Na manhã desta segunda, ocorreu a cerimônia de despedida de Cíntia e das outras três filhas. Cíntia foi encontrada morta pelos socorristas na manhã de domingo e as três meninas morreram no hospital.
:: Por volta das 8h30min de domingo (10), Jonas Borges de Oliveira,32, chegou na casa da namorada, Ana Júlia Costa da Silva, na Rua Noel Rosa, no bairro Vitória, em Vacaria. A adolescente morava com a mãe, Cíntia de Moraes Costa, cinco irmãos e o padrasto, Maique Santos da Silva.

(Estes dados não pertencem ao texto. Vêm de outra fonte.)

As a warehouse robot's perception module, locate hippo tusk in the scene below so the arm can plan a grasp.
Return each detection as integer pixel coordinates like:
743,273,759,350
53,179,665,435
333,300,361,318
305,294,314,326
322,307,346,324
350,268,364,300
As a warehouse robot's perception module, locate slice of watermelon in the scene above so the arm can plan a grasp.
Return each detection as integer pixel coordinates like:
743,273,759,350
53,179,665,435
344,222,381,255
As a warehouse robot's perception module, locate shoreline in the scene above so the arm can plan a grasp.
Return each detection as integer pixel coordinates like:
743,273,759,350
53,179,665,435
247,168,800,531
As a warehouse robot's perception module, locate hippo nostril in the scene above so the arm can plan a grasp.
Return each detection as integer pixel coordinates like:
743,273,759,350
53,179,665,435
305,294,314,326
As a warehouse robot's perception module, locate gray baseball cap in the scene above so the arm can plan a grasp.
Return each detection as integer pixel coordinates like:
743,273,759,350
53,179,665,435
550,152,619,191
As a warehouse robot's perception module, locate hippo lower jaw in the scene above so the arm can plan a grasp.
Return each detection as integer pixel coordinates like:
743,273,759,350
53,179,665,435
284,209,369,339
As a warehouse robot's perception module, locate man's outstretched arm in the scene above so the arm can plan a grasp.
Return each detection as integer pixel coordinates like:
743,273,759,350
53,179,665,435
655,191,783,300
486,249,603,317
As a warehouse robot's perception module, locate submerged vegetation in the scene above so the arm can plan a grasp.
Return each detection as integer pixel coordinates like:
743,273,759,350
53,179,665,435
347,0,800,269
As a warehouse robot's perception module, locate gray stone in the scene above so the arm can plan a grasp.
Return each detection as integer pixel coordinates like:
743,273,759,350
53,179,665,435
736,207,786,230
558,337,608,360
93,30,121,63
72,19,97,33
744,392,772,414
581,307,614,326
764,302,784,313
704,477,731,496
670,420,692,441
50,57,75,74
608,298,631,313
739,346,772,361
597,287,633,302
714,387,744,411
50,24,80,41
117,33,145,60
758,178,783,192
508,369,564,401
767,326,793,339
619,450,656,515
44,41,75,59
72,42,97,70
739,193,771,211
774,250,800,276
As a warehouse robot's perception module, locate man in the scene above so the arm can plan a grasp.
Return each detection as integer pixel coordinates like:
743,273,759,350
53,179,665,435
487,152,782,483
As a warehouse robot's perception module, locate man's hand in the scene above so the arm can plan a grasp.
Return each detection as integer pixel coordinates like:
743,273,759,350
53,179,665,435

:: Ele estranhou a demora da família para abrir a porta e conseguiu entrar na casa pela janela, quando encontrou todos desacordados. Jonas chamou os socorristas e a Brigada Militar (BM). Quando as equipes chegaram, Cíntia já estava morta.
:: Os filhos e o companheiro dela foram encaminhados ao Hospital Nossa Senhora da Oliveira (HNSO), em Vacaria.
:: Samara Costa, Cintia Maria Costa e Ana Júlia Costa morreram domingo na instituição de saúde, conforme o delegado da Polícia Civil Anderson Silveira de Lima.
:: Vitória Costa e Elias Costa, além de Maique, que não é o pai das crianças, permaneciam hospitalizados até esta segunda-feira (11). Vitória e Elias foram transferidos ainda no domingo para um hospital de Santa Maria. O padrasto seguia em Vacaria.
:: Na casa, a polícia encontrou um gerador de eletricidade movido a gasolina. Esse equipamento, segundo informações preliminares, ficava sempre no lado de fora. Por esse motivo, a investigação aponta para uma possível intoxicação por monóxido de carbono gerado pela queima da gasolina.